In 1902, the first “4-H” club was established in Clark County, Ohio and was called either the “Tomato Club” or the “Corn Growing Club.” Either way, the group’s foundation was set in agriculture and the home arts. Many of the early clubs were named after specific project areas and began to include similar vocations and interests.
Since 1912 when 4-H was officially recognized as a youth organization, there have been a variety of projects available for the members. Depending upon the decade, options included everything from canning and food preservation to robotics and more with new technologies entering into the program books. The one consistent project area has been the animals with some additions rather than variations.
By 1914, the federal government got involved and passed the Smith-Lever Act which was instrumental in creating the Cooperative Extension Service. The act made 4-H a nation-wide youth program and designed the clover symbol for the organization. The program was developed within the USDA and created a partnership with more than 100 land-grant universities and over 3,000 county offices. The extension offers more than services for youth; they also have created divisions in the offices to assist farmers and parents along with other opportunities.

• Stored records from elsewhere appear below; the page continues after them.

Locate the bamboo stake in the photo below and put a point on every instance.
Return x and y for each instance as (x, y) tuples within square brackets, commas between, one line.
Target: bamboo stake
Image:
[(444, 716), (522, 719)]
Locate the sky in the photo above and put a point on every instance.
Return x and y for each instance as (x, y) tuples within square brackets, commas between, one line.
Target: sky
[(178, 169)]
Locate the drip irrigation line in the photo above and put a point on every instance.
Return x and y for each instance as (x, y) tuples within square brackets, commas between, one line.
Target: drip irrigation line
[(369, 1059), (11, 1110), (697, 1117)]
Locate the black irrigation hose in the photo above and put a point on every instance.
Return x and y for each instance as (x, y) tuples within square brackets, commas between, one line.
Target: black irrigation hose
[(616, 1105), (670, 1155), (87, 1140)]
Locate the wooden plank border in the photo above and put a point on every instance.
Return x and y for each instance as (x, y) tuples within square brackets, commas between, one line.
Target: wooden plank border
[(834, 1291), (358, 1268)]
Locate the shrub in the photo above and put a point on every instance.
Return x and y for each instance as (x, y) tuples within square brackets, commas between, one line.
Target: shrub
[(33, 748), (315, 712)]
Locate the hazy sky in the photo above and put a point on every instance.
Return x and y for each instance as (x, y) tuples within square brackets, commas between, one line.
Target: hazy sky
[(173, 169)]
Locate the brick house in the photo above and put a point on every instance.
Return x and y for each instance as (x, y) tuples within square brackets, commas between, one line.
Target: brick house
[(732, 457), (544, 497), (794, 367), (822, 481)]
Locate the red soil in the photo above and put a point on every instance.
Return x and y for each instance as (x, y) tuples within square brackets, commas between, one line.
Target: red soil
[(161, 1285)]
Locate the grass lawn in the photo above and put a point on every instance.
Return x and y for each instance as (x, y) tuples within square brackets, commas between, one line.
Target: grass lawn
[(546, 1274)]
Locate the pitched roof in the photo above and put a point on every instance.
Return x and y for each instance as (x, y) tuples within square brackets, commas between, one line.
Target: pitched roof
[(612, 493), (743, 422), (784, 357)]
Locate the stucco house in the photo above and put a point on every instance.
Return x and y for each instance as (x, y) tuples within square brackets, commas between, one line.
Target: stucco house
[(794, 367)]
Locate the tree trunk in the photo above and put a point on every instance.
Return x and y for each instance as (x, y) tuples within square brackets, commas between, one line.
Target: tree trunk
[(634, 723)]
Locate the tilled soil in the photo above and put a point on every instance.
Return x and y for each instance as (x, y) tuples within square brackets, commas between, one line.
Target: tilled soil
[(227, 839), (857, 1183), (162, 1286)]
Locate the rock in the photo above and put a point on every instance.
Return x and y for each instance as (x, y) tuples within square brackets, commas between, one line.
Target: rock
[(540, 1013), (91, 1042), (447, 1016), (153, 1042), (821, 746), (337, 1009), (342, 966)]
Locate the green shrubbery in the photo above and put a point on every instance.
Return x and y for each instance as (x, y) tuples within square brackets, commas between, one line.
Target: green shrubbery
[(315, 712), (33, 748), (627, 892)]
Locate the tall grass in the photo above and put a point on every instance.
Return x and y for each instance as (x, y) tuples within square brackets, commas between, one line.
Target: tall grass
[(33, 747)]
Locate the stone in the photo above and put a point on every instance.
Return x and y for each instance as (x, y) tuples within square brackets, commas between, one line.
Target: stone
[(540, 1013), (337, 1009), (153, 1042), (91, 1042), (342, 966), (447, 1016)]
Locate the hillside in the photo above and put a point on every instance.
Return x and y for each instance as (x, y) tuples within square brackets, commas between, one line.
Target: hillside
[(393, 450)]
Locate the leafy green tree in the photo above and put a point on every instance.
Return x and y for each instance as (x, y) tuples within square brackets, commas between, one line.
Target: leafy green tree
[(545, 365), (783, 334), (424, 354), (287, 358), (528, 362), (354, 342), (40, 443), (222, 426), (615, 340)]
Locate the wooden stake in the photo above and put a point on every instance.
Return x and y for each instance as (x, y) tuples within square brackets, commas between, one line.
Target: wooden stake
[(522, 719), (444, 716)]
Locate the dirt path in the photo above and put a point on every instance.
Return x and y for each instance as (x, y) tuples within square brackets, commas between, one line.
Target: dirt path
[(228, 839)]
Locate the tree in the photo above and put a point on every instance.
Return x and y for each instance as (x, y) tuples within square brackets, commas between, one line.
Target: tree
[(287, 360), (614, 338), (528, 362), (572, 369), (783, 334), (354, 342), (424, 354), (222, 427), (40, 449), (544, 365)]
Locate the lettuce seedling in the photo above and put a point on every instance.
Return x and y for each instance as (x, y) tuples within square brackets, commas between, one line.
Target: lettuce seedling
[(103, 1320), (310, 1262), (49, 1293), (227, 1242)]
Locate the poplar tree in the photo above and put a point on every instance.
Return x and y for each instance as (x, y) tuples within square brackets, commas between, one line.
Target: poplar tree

National 4-H Week will be October 6-12, 2019 with 4-H clubs and members celebrating and promoting the various activities offered through the program. The Branch County 4-H program in Coldwater, MI always has their 4-H Recognition Night during that week to recognize their members and supporters. Other programs throughout the nation will be setting up promotional booths, demonstrating at festivals and sharing their love of the 4-H program.
The theme for the annual week is “Inspire Kids to Do” and the national headquarters has developed a toolkit for leaders, volunteers and supporters to use during the celebration. The information can be found at https://4-h.org/professionals/marketing-resources/4-h-week-2019-toolkit/ and is available to anyone interested in the 4-H program. It includes various items for printing such as flyers, bookmarks and signage. They also created images to be posted on social media sites.
After over 100 years of serving youth, 4-H is still one of the most popular and familiar organizations to everyone whether they are involved in agriculture or not. Let’s support the ongoing work of the 4-H program as they provide young people with learning experiences and lifelong memories.